February 10, 2016 12:57PM
By LARRY KELLEY
Sun Staff Writer
WETHERSFIELD, Conn. — Throughout this Stonington High field hockey storybook season, it was the Bears’ destiny to win a state title — just the second in school history and first since 1987.
A squad of eight senior starters was poised to take one step further after losing in the 2012 title game. The Bears featured Elizabeth Morrison, the program’s career leader in goals and assists. The team found a coveted edge, elevating their skill level with the advantage of playing on a home turf field surface for the first time. They ousted long-time nemesis Haddam-Killingworth in the quarterfinals.
Every sign pointed to a Stonington coronation Saturday in the Class S final against Granby. But the storybook finish did not exactly follow the script.
Outplayed, outshot and out-totaled in penalty corners in the first half, No. 3 seed Stonington had its hands full against No. 9 Granby, the fourth-place team in the North Central Connecticut Conference, but also the state’s winningest program with 13 state titles.
Then nearly midway through the second half, an Irish blessing changed the Bears’ fortunes, paving the way to a 1-0 victory, ending the storybook season with an 18-2 record and the second state title in five finals appearances.
With top penalty-corner insert Samantha Shroyer resting on the sideline to catch her wind, Stonington teammate Molly Crowley, the regular left forward, took the left penalty corner insert pass with 19 minutes left. She skidded the ball to the top of the scoring circle to Margot Calmar, who fired it back to the left post to an unguarded Crowley, who calmly fired the ball from five feet past a sprawling Granby goalkeeper Alyssa Grimaldi for the game’s only goal with 18:54 left.
“Samantha does a great job with inserts, but I took the inserts all of last year, so I know where everything is supposed to go,” Crowley said. “One of the things I notice on penalty corners is that teams don’t always cover the inserter after the pass.

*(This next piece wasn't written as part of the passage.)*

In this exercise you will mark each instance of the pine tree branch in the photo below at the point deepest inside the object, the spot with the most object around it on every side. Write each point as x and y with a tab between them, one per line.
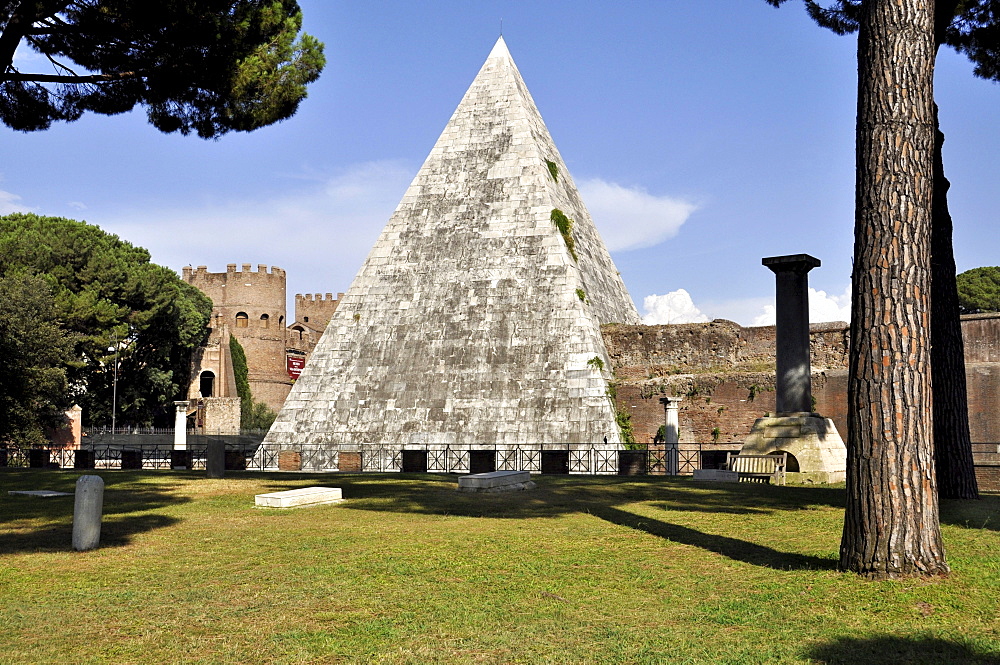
57	78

Margot found me wide open.”
Calmar’s towering 6-foot presence keyed Stonington’s defense throughout and she was instrumental along with Lauren Hultgren, Emily Cassata and Tia LaFrance-Boyce in clearing numerous Granby charges toward Bears’ goalkeeper Annie Knizeski in the last five minutes.
“The last 10 minutes of the game was so intense,” Morrison said. “We had to keep them out of the circle and not give up any penalty corners. We did not want the game to be tied and go into overtime and 7-on-7. It was the most exciting stretch of my life.”
Granby (14-6) rode the stick-handling of Olivia Johnson and Krista Iwanicki to force three penalty corners in the last 2:35, including one with 37.4 seconds left. Calmar smacked away the last Granby gasp, hitting the ball toward midfield with 20 seconds to go.
Sometimes overshadowed by the offensive production of Morrison (24 goals) and Crowley (22 goals), Stonington’s defenders were the day’s stars. Knizeski (six saves) stepped up early, kicking away Granby’s Brigitte DeGagne shot from 12 yards out just a minute into the game. Calmar, who missed most of last season with an injury, was a constant defensive stopper.
“Margot played the game of her life,” Stonington coach Jenna Tucchio said, “and Annie came up big. Ideally, we like to come out quickly as we did (in a 4-0 semifinal win) against Thomaston, but when we were forced to make defensive stops early today, it asserted the fact that we’re here to play defense too. It gave us an air of confidence that we could hang with them.”
Stonington appeared caught off guard to Granby’s skill level. In addition to its stick-handling, Granby showed a pop-fly, soft pass maneuver in the air over defenders heads that is not often executed at the scholastic level. The opponent also alternates goalkeepers with Grimaldi playing the first half and Hanna Crose the second after the goal.
“Their stick-handling was crazy good,” Calmar said. “They came out stronger than I expected and I thought they’d be a little slower seeing that they didn’t score on the field in their semifinal (1-0 penalty stroke win over Northwest Catholic). I knew they were a turf team and they looked comfortable on it, but now so are we.”
Just prior to Crowley’s goal, Stonington’s Casey Williams made a long run up the right side and passed in the middle to Meg O’Lari for a shot that Crose kicked away. After the goal, Stonington forced two more penalty corners and Morrison triggered a 2-on-2, give-and-go opportunity with Crowley only to see Crose kick Morrison’s shot away with 14 minutes left.
“I thought we were two equal teams,” Knizeski said. “I never thought one goal was going to be it, but I had to keep focused minute by minute because it didn’t look like there was going to be a lot of scoring.”
Ultimately, Stonington could not ask for a better finish. They were challenged to the hilt by the state’s most successful field hockey program.
“There was such high intensity in the end,” Tucchio said. “You don’t get here without earning it, and today we definitely earned it.”